確かに今、私の手帳が行方不明なことに気付いたけれど
どうしてそれを跡部先輩が知ってるの?





「どうして跡部さんが知ってるんですか?今、さんの手帳がないって探してたんですけど・・・。
何か知ってるんですか?」

「ああ、あの手帳は俺が捨てた。」





跡部先輩の言葉の意味が理解できなかった。
何・・・?今、先輩は何て・・・?





「何・・・言ってるの、跡部先輩?」

「聞こえなかったか?俺が捨てたって言ってる。
あんな安物を持たせておくわけにはいかないからな。」

「でも・・・でも、仕方ないなって!持っててもいいって・・・!!」

「持っててもいいなんて言ってねえだろ。」

「だってあれは・・・友達に・・・友達にもらったものだって・・・そう・・・」

「そんなこと俺の知ったことか。」





我侭だけど、俺様だけど、それでも・・・悪い人じゃないって思っていたのに。
やっと、普通に話せるって笑いあえて嬉しいって思ったのに。

結局何も通じてなかったの?
私にとっては友達にもらった大切なものでも、先輩にとったら何の価値もなかったっていうこと?





「・・・信じられない・・・!」

「・・・だから新しいのをやるっつってんだろ?」

「・・・ふざけないでよ・・・!」

「誰がふざけてるって?あんなものいくらだって買えるだろう。
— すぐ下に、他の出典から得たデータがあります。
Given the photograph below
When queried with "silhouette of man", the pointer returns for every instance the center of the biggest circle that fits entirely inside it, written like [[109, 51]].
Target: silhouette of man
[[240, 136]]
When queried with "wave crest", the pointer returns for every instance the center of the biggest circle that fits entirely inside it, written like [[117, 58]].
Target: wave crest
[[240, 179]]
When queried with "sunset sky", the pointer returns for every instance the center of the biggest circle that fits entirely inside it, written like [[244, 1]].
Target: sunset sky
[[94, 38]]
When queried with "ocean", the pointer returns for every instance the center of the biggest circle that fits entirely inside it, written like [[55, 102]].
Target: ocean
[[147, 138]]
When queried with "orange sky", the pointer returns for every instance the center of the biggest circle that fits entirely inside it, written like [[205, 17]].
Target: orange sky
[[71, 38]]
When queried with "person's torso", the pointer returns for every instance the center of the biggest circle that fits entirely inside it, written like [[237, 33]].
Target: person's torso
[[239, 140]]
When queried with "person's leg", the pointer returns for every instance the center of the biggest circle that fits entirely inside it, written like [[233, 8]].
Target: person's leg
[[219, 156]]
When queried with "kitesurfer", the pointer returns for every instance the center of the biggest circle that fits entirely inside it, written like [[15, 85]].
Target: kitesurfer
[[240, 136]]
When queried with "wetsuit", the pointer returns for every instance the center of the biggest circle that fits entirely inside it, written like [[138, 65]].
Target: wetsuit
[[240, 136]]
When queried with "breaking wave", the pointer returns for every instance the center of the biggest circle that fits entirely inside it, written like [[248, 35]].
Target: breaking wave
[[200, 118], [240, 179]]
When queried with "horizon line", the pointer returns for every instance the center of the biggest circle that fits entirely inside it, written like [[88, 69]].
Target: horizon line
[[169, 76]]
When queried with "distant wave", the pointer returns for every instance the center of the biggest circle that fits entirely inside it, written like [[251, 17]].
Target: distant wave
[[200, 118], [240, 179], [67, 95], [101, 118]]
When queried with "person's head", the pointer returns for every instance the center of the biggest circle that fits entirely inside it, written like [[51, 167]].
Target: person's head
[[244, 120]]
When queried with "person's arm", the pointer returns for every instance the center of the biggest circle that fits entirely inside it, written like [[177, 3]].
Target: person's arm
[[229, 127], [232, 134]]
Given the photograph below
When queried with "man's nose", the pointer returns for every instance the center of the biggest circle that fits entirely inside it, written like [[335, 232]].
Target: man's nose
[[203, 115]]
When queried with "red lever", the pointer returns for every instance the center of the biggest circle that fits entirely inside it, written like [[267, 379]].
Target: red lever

」





信じられない言葉に、私は目を見開いて言葉を失った。
跡部先輩は腕を組んだまま、全く表情を変えない。





「・・・嫌い・・・」

「あ?」

「・・・大っ嫌い・・・!!」

さんっ!!」





私は教室を飛び出した。
長太郎くんが呼び止める声がしたけれど、そんなこと気にすることもできなかった。





「跡部さん・・・どうしてこんなこと・・・!」

「うるせえな鳳。お前には関係ないことだ。」

「・・・っ・・・」





元々考え方も価値観も全然違うことはわかっていたのに。
信用していた人に裏切られたような、そんな気持ちで走り続けた。



胸が痛んで、溢れた涙は止まらなかった。



それはきっと、手帳を無くした痛みだけじゃなかった。